「1、2、3、ダァーッ!」とビンタ・パフォーマンス

 「ダァーッ!」という雄叫びと伴に、拳を高く突き上げるという猪木の姿は以前から見られる。いわば猪木の勝利のポーズであった。
 それが「1、2、3、ダァーッ!」として生まれ変わったのが、1990年の東京ドームである。鶴田、谷津、天龍、タイガーマスク(三沢)といった全日の選手が出場、北尾がデビューした2度目のドーム大会で、満員を目標としたケロちゃん(田中秀和リングアナウンサー)が「6万人でダァーッ!を」と呼びかけていた。
 猪木は坂口と組み、橋本、蝶野と対戦した。試合前、橋本が「時は来た」と言い、猪木は「もし負けたら・・・」というアナウンサーのインタビューに「闘う前から負けることを考えるやつがいるかよ」とビンタを食らわした。
 橋本の容赦ないキック攻撃に苦しめられ、何とか卍固めで蝶野を下したものの、もはや全盛期の猪木の姿はなかった。
 そして試合後、ケロちゃんの要請を受けてマイクを持った猪木は、鼻血を流しながら「彼らも強くなった。今日は立っているのがやっとです」と言ってしまった。そして「ご唱和願います。1、2、3でダァーです」と音頭を取った。これが大受けして猪木のパフォーマンスとして、新日本の締めとして定着した。
 私は、もう昔の猪木ではないと覚悟して猪木の試合を観ているのだが、素晴らしい闘いをしてくれたときは、思わず、昔のままの猪木じゃないかと思ってしまうが、試合後これをやられると「あー、やっぱり・・・」と思ってしまう。しかし、試合後でなければ、大好きなパフォーマンスである。

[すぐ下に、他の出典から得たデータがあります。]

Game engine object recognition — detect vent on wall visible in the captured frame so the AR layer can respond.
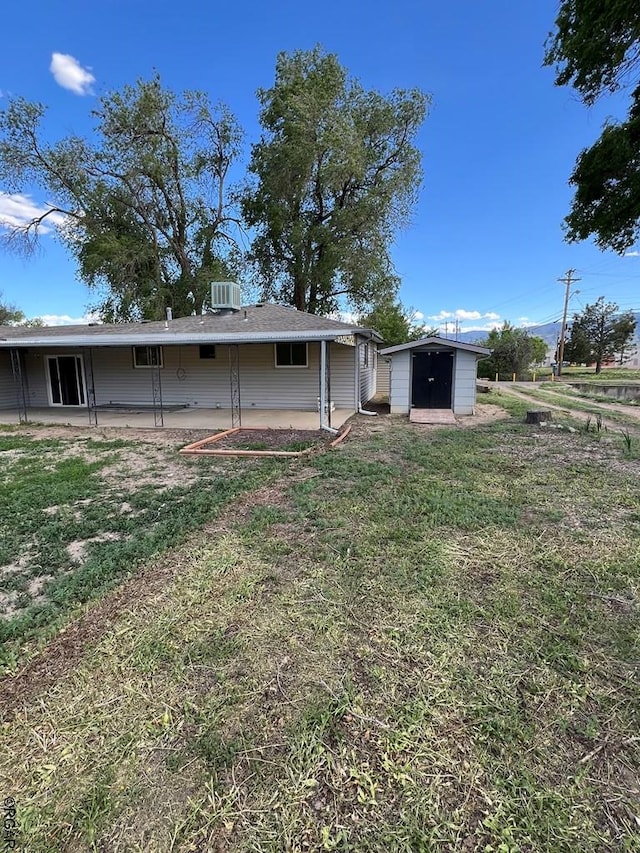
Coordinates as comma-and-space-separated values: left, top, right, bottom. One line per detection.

 ビンタ・パフォーマンスは、予備校に講演に訪れた猪木に予備校生が「受験に合格するように気合いを入れて下さい」とビンタを頼み、猪木がこれに応えた。その映像がテレビで報じられ、予備校生は受験に合格したというエピソードもあって、またたく間にファンの間に浸透した。
 私も気合いを入れてもらったことがあるが、まず猪木が自らに気合いを入れ、手加減せずに殴るので、ものすごい迫力だし、かなり痛い。でも、大勢の人を殴る猪木の方が大変だと思うし、それでも手を抜かないというところに感動する。